Migrated from field 'Test system'.

Any other information on results incl. tables

Summary of mean values without S9 mix
Table and group µg/plate	Strain
	TA1535	TA 100	TA 1537	TA 98
1-4
0	21	75	5	26
8	26	68	7	32
40	26	79	7	32
200	24	85	9	28
1000	17	66	3	25
5000	14	--	-	--
Na-azid	723
NF		343
4-NPDA			38	70
5-8
0	8	79	10	22
37.5	9	85	8	22
75	9	87	7	19
150	11	86	5	23
300	10	93	8	18
600	12	84	9	18
1200	16	71	5	22
Na-azid	1056
NF		422
4-NPDA			36	60

Summary of mean values with S9 mix
Table and group µg/plate	Strain
	TA1535	TA 100	TA 1537	TA 98
1-4
30% S9
0	25	90	5	41
8	23	93	5	31
40	18	104	6	31
200	20	96	3	38
1000	19	81	3	4
5000	13	---	-	--
2-AA	249	558	67	241
5-8
30% S9
0	15	113	9	48
37.5	16	134	10	55
75	16	115	7	49
150	20	124	6	49
300	20	116	12	44
600	19	122	7	34
1200	20	137	9	37
2-AA	125	698	74	366

Applicant's summary and conclusion

Conclusions:

Interpretation of results (migrated information):
negative

In conclusion, no biologically relevant increase in the mutant count, in comparison with the negative controls, was observed. TCD-emulsifier is considered to be non-mutagenic without and with S9 mix in the Salmonella/microsome test.

Executive summary:

In a reverse gene mutation assay in bacteria, strains TA 1535, TA 100, TA 1537, TA 98 of S. typhimurium were exposed to TCD-emulsifier (95.7 %) in ethanol at concentrations of 8, 40, 200, 1000 and 5000 µg/plate (first/pre-test) and at concentrations of 37.5, 75, 150, 300, 600, 1200 µg/plate (repeat test) in the presence and absence of mammalian metabolic activation. 

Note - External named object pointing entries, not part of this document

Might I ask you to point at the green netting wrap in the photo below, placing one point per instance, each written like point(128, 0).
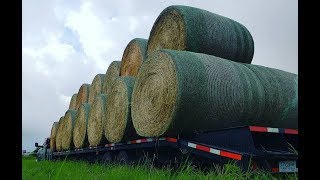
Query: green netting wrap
point(112, 73)
point(197, 30)
point(96, 121)
point(180, 92)
point(53, 134)
point(133, 57)
point(83, 95)
point(119, 125)
point(67, 130)
point(73, 101)
point(59, 134)
point(96, 87)
point(80, 137)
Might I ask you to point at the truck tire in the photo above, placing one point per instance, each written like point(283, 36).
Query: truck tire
point(122, 158)
point(107, 158)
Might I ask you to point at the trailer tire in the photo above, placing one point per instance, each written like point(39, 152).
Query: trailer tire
point(107, 158)
point(122, 158)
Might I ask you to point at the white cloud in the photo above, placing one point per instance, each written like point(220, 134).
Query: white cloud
point(59, 51)
point(54, 65)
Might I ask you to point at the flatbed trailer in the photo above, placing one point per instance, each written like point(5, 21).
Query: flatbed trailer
point(251, 147)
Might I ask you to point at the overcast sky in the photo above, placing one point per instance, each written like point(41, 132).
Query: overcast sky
point(66, 43)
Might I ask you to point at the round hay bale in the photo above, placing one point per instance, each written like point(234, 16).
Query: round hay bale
point(53, 134)
point(133, 56)
point(113, 72)
point(96, 121)
point(83, 95)
point(73, 101)
point(80, 137)
point(180, 92)
point(197, 30)
point(118, 124)
point(96, 87)
point(67, 131)
point(59, 134)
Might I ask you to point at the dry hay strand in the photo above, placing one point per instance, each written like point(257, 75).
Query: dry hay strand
point(197, 30)
point(73, 101)
point(83, 95)
point(53, 134)
point(59, 134)
point(180, 92)
point(96, 87)
point(118, 126)
point(112, 73)
point(80, 137)
point(96, 121)
point(67, 131)
point(133, 57)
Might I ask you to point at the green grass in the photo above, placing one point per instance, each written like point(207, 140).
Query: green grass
point(82, 170)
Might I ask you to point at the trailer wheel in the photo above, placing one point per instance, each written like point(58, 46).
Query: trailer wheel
point(122, 158)
point(107, 158)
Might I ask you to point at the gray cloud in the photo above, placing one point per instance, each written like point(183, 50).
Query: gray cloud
point(66, 43)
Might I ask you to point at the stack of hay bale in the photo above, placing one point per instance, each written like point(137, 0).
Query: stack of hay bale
point(193, 74)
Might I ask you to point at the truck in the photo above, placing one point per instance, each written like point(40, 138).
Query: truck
point(251, 147)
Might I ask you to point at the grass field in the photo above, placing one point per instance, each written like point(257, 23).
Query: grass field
point(82, 170)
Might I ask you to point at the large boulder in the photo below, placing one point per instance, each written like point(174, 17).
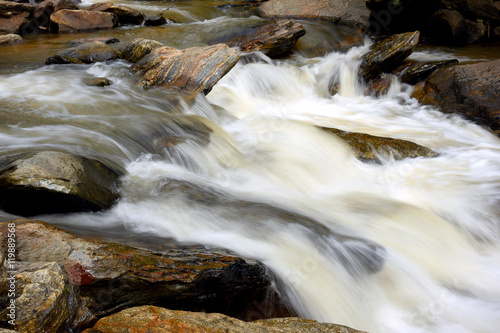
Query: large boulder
point(351, 13)
point(85, 53)
point(370, 148)
point(273, 39)
point(107, 277)
point(46, 8)
point(15, 18)
point(67, 20)
point(386, 55)
point(125, 14)
point(451, 26)
point(44, 299)
point(52, 182)
point(195, 69)
point(161, 320)
point(470, 90)
point(138, 48)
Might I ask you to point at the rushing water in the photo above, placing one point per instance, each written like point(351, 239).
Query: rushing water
point(433, 221)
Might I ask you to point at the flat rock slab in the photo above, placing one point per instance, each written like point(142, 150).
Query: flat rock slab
point(67, 20)
point(350, 13)
point(108, 276)
point(470, 90)
point(54, 182)
point(155, 319)
point(85, 53)
point(273, 39)
point(386, 55)
point(193, 70)
point(369, 148)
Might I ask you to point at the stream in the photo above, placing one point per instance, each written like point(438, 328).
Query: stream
point(435, 221)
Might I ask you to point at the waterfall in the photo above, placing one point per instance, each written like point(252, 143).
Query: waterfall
point(404, 246)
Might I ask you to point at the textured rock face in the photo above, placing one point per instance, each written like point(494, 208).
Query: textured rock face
point(273, 39)
point(67, 20)
point(368, 148)
point(126, 15)
point(10, 39)
point(107, 276)
point(44, 297)
point(351, 13)
point(194, 69)
point(386, 55)
point(85, 53)
point(163, 320)
point(52, 182)
point(15, 17)
point(139, 48)
point(469, 90)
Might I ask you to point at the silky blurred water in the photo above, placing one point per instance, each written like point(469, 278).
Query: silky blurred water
point(285, 192)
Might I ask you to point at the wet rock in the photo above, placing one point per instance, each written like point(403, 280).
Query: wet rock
point(369, 148)
point(53, 182)
point(15, 18)
point(470, 90)
point(273, 39)
point(138, 48)
point(46, 8)
point(67, 20)
point(86, 53)
point(105, 40)
point(10, 39)
point(162, 320)
point(451, 27)
point(45, 299)
point(350, 13)
point(153, 21)
point(384, 56)
point(415, 72)
point(194, 69)
point(109, 277)
point(126, 15)
point(97, 82)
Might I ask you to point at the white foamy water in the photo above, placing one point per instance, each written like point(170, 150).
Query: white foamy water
point(406, 246)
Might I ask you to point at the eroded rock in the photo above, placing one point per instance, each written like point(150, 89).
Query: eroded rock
point(162, 320)
point(384, 56)
point(138, 48)
point(351, 13)
point(54, 182)
point(471, 90)
point(369, 148)
point(67, 20)
point(85, 53)
point(195, 69)
point(273, 39)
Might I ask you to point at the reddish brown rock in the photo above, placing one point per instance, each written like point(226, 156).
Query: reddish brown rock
point(15, 18)
point(351, 13)
point(80, 20)
point(194, 70)
point(273, 39)
point(470, 90)
point(46, 8)
point(110, 277)
point(126, 15)
point(155, 319)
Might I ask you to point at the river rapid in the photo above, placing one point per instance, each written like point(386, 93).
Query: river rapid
point(435, 221)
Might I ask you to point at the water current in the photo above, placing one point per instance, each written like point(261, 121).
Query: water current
point(403, 246)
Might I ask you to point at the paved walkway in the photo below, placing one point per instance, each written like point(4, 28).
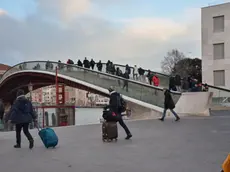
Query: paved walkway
point(192, 145)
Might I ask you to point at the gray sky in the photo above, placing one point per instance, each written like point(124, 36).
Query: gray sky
point(62, 29)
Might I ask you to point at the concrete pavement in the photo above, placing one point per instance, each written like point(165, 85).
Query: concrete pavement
point(194, 144)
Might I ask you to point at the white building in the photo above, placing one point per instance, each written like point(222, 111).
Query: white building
point(216, 45)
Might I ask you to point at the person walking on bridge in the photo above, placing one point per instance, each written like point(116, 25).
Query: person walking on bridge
point(169, 104)
point(22, 114)
point(2, 109)
point(115, 106)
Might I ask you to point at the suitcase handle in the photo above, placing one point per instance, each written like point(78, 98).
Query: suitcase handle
point(38, 127)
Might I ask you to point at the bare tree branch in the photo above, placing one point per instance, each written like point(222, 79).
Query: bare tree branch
point(170, 60)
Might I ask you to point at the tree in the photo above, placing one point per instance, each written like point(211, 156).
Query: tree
point(188, 67)
point(172, 58)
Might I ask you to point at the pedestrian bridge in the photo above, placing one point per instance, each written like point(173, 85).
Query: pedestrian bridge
point(40, 74)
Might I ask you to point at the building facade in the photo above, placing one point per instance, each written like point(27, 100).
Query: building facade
point(73, 96)
point(215, 23)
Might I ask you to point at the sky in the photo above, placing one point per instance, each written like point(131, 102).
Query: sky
point(125, 31)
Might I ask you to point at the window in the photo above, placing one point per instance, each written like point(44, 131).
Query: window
point(219, 78)
point(218, 51)
point(218, 24)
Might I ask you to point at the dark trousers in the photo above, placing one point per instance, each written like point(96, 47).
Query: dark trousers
point(25, 127)
point(121, 122)
point(125, 85)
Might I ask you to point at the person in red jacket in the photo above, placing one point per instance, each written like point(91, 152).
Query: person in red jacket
point(156, 81)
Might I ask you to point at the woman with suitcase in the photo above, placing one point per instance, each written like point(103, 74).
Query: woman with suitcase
point(115, 108)
point(22, 114)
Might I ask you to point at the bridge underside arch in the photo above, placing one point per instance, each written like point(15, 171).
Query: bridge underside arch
point(10, 85)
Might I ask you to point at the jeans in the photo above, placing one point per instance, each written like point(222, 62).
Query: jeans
point(25, 127)
point(121, 122)
point(125, 85)
point(173, 112)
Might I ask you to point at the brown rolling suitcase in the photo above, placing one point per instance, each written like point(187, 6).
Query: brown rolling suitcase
point(109, 131)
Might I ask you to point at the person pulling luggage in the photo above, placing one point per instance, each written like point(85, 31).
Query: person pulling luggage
point(22, 114)
point(115, 105)
point(169, 104)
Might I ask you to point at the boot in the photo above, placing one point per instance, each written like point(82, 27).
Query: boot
point(161, 119)
point(17, 146)
point(128, 136)
point(31, 145)
point(177, 119)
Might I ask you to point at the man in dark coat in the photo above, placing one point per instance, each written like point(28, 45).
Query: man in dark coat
point(126, 76)
point(2, 109)
point(79, 63)
point(92, 64)
point(169, 104)
point(86, 63)
point(99, 66)
point(114, 106)
point(22, 114)
point(178, 82)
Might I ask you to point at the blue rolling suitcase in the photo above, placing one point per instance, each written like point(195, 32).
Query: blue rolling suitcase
point(48, 137)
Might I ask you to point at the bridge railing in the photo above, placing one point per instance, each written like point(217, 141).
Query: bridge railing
point(139, 91)
point(221, 96)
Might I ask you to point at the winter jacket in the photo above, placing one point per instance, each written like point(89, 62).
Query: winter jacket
point(177, 80)
point(135, 70)
point(79, 63)
point(127, 68)
point(92, 63)
point(172, 85)
point(22, 111)
point(86, 63)
point(126, 75)
point(114, 102)
point(99, 66)
point(2, 110)
point(156, 81)
point(168, 103)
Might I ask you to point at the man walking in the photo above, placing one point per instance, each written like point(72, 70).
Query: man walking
point(115, 106)
point(2, 109)
point(126, 84)
point(169, 104)
point(22, 114)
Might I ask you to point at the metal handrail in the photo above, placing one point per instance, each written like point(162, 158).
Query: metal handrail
point(90, 70)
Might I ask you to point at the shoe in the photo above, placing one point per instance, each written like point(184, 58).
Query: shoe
point(178, 119)
point(17, 146)
point(31, 144)
point(161, 119)
point(128, 136)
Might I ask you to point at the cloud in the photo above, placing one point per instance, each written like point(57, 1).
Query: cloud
point(2, 12)
point(64, 9)
point(142, 41)
point(160, 29)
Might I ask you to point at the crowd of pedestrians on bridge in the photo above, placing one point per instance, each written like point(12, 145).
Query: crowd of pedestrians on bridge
point(176, 83)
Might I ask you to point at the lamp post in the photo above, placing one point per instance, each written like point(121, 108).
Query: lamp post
point(30, 88)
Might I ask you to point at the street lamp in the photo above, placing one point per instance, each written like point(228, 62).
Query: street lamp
point(30, 88)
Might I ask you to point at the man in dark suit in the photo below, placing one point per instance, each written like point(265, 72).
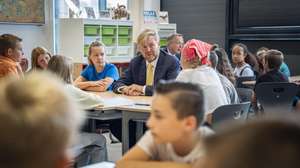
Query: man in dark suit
point(147, 68)
point(174, 44)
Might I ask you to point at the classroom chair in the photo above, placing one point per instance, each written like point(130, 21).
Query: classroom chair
point(276, 96)
point(230, 112)
point(245, 94)
point(239, 81)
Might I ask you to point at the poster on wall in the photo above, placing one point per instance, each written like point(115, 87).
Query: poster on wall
point(150, 17)
point(163, 17)
point(22, 11)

TCD-emulsifier was tested up to limit concentration (5000 µg/plate). Bacteriotoxic effects were reported from 37.5 µg per plate and above. The positive controls induced the appropriate responses in the corresponding strains. There was no evidence of induced mutant colonies over background at any concentration tested.

This study is classified as acceptable. The study satisfies the requirements of OECD test guideline 471 for in vitro mutagenicity (bacterial reverse gene mutation) data.